Umland worked on an National Science Foundation-funded project to evaluate the impact of Math Teachers' Circles on teachers of middle school mathematics. The circles bring together mathematicians and K–12 mathematics teachers. She and her collaborators reported on the effectiveness of these circles, as well as their history, in the Notices of the American Mathematical Society.

Umland left UNM in 2016 to work full time as vice president for content development at Illustrative Mathematics (IM), a nonprofit company she co-founded with William McCallum to develop and deliver mathematics content for K-12 teachers. She became chief product officer in July 2019. In June of 2020, Umland was appointed as president of IM.

==Recognition==
In 2017, the American Mathematical Society (AMS) recognized Umland with the AMS Award for Impact on the Teaching and Learning of Mathematics. The AMS cited Umland's work to support the "national K–12 mathematics community in the transition to the Common Core State Standards in Mathematics (CCSS-M)". Umland and IM co-founder William McCallum, together with a community of mathematicians, mathematics educators and teachers developed an open, online resource to assist teachers learn about the core standards and their progression.
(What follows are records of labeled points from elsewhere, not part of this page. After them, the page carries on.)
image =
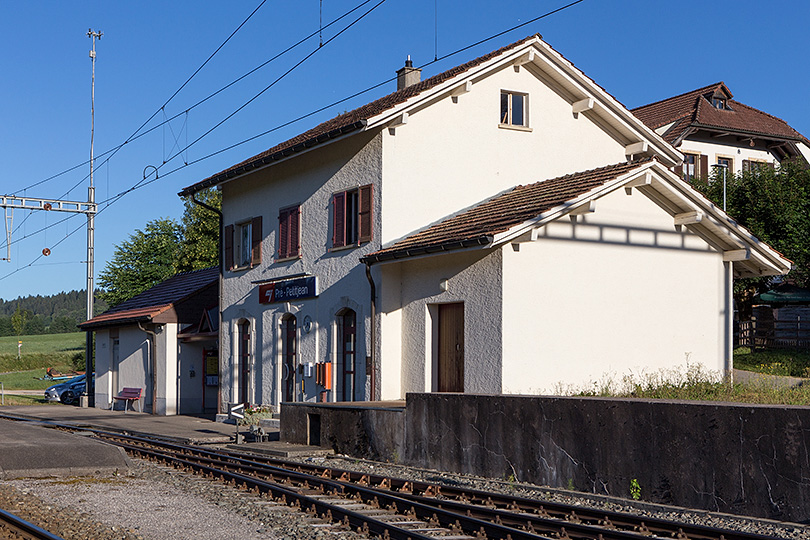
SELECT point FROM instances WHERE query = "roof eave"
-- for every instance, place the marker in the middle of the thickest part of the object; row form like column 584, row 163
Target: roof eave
column 265, row 161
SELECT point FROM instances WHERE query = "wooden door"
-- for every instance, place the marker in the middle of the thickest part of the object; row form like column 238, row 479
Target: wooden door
column 451, row 348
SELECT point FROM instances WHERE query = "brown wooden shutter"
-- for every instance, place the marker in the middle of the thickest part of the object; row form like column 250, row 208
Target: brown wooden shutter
column 228, row 243
column 295, row 232
column 283, row 234
column 339, row 222
column 364, row 215
column 256, row 241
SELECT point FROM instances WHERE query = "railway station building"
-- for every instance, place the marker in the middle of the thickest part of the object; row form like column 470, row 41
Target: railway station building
column 506, row 226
The award citation reports that "since 2012, illustrativemathematics.org has had over four million visitors viewing tasks over fourteen million times".

In 2018, the Association for Women in Mathematics (AWM) honored Umland with Louise Hay Award "in recognition of her leadership and contributions advancing large-scale improvement in mathematics education". The Louise Hay Awards for Contributions to Mathematics Education were initiated by the AWM in 1991.

==Selected publications==

- Umland, Kristin (2002). "College Algebra"
- Sriraman, Bharath (2020). "Encyclopedia of Mathematics Education"
- Hill, Heather C. (2012). "Teacher Quality and Quality Teaching: Examining the Relationship of a Teacher Assessment to Practice"
- Umland, Kristin (2008). "A reflection on mathematical cognition: how far have we come and where are we going?"